Andaal realized something had changed the day the rains returned.
Not externally. Goa had always done this dramatic seasonal rebranding where everything suddenly looked greener, calmer, spiritually employed. But this time she noticed the change inside herself too. The noise in her mind had reduced just enough for her to hear her own thoughts clearly, which honestly was both healing and concerning.
For months, she had been trying to “fix herself.”
New routines. Journaling. Breathwork. Random YouTube therapists. One alarming week of celery juice.
Nothing had produced enlightenment.
But standing near the window watching the rain, she suddenly understood something about healing that felt embarrassingly obvious in retrospect: healing was not returning to an old version of herself. It was accepting that reality had changed and learning how to function inside the new one.
And strangely, that thought reminded her of Darwin.
People always quoted “survival of the fittest” like it was about dominance. As if evolution was won by the loudest organism in the room. But Darwin was really talking about adaptation. Species survive because they adjust to changing conditions. The environment changes first. Survival comes later.
That hit her hard.
Because she had spent months emotionally negotiating with reality like customer support might reverse the update if she complained politely enough.
But life had already changed.
Relationships changed. Identity changed. Energy changed. Even her inner responses had changed. And maybe suffering came from insisting everything vibrate at frequencies that no longer existed.
That was when she began thinking about chakras differently.
Earlier, chakras had felt like abstract spiritual vocabulary people used before selling expensive workshops. But now they started making practical sense to her.
Her root chakra had clearly lost signal. No stability, no grounding, constant low-grade panic about the future.
The sacral chakra was reacting next — emotions everywhere, creativity disappearing and returning unpredictably, attachment issues behaving like unpaid interns creating chaos.
The solar plexus had taken a direct hit too. Confidence? Missing. Personal power? Temporarily outsourced to external validation and caffeine.
Then came the heart chakra.

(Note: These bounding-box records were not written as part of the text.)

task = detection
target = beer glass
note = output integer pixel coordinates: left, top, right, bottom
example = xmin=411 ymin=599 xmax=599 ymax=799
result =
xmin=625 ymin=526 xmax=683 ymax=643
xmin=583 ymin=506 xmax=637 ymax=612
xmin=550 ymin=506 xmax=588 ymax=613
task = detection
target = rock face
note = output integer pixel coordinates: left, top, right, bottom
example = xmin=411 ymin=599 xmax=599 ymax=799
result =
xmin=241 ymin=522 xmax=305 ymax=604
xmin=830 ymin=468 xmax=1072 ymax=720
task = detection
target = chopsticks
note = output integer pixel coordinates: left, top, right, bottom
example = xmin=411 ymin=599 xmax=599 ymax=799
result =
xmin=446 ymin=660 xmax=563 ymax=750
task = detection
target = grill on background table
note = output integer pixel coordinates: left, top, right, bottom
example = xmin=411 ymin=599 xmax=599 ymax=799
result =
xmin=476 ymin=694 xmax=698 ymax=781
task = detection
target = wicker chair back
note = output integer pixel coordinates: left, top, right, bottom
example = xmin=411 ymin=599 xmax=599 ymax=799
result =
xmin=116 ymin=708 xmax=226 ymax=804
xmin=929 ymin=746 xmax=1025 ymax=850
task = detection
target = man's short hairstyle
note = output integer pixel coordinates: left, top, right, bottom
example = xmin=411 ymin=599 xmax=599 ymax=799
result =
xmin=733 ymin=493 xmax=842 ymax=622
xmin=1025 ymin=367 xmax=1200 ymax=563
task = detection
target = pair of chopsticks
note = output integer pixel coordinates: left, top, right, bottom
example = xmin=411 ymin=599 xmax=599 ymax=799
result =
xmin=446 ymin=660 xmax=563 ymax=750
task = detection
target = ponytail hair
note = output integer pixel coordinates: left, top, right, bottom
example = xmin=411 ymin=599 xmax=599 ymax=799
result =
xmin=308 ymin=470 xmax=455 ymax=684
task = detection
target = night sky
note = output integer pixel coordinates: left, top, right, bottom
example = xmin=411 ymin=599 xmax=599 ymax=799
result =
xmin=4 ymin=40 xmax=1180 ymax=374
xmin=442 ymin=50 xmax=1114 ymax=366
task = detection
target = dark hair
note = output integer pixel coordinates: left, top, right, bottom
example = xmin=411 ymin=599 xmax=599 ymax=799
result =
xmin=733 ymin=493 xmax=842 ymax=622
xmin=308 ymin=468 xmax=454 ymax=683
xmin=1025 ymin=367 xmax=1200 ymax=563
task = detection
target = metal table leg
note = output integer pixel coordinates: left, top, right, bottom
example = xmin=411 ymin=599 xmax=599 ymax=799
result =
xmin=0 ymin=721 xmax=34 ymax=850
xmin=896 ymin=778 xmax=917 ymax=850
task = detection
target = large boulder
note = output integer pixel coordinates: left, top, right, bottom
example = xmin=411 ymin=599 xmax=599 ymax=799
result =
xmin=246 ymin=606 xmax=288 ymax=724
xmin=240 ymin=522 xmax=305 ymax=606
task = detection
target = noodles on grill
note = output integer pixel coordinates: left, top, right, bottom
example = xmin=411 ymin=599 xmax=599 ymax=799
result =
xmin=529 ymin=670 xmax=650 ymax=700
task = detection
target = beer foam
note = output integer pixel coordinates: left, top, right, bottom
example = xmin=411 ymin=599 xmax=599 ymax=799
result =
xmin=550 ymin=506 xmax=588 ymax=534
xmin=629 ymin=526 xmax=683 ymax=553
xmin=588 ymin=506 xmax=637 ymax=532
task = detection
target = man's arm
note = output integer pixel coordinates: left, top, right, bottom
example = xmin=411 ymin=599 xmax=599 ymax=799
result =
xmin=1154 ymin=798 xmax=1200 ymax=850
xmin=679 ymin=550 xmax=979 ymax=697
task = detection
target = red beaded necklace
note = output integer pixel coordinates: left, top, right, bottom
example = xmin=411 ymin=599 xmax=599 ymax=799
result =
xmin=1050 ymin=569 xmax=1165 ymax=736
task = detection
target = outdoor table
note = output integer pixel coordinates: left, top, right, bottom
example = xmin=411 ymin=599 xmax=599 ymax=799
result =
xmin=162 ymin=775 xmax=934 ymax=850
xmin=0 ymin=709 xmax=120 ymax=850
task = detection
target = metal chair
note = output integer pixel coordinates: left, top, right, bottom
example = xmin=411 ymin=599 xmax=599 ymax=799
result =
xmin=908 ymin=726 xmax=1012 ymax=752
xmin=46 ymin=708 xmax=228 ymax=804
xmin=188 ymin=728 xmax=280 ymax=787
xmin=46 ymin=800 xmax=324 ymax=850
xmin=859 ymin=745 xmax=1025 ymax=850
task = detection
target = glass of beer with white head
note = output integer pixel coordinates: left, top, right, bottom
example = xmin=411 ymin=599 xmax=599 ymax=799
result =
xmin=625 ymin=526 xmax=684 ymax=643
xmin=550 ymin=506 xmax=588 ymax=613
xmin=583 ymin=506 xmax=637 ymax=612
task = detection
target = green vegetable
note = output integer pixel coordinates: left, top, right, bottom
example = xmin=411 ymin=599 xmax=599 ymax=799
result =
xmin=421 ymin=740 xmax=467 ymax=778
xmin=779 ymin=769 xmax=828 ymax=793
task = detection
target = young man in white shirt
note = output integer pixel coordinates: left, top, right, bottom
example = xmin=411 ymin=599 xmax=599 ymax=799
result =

That one was complicated. Apparently the heart does not become wiser after pain. It becomes suspicious first. Wisdom comes later, after enough emotional stretching.
Her throat chakra mainly expressed itself through conversations she rehearsed in the shower and never actually had.
The third eye brought pattern recognition, which was useful except for the unfortunate side effect of overthinking literally everything.
And the crown chakra? That seemed to activate only when she became exhausted enough to stop trying to control outcomes.
The more she observed herself this way, the more she realized healing was probably just the nervous system adjusting to a different internal frequency. Not becoming someone new. Just reorganizing around a new reality.
Oddly enough, this made her kinder to herself.
Evolution, she thought, probably looks very graceful in textbooks. In real life, it looks like sitting in oversized clothes during monsoon season wondering why personal growth feels emotionally underfunded.
Still, something inside her was stabilizing.
Not because life had become easier.
But because she had stopped arguing with the fact that it had changed.
And somewhere between the rain, the silence, and her mildly dysfunctional chakra audit, one question stayed with her:
“ನಾನು ಮಾಯೆಯೋಳಗೊ ಮಾಯೆಯು ನನ್ನೋಳಗೊ?”
Am I inside the illusion, or is the illusion inside me?
At this point, she suspected the answer was probably both.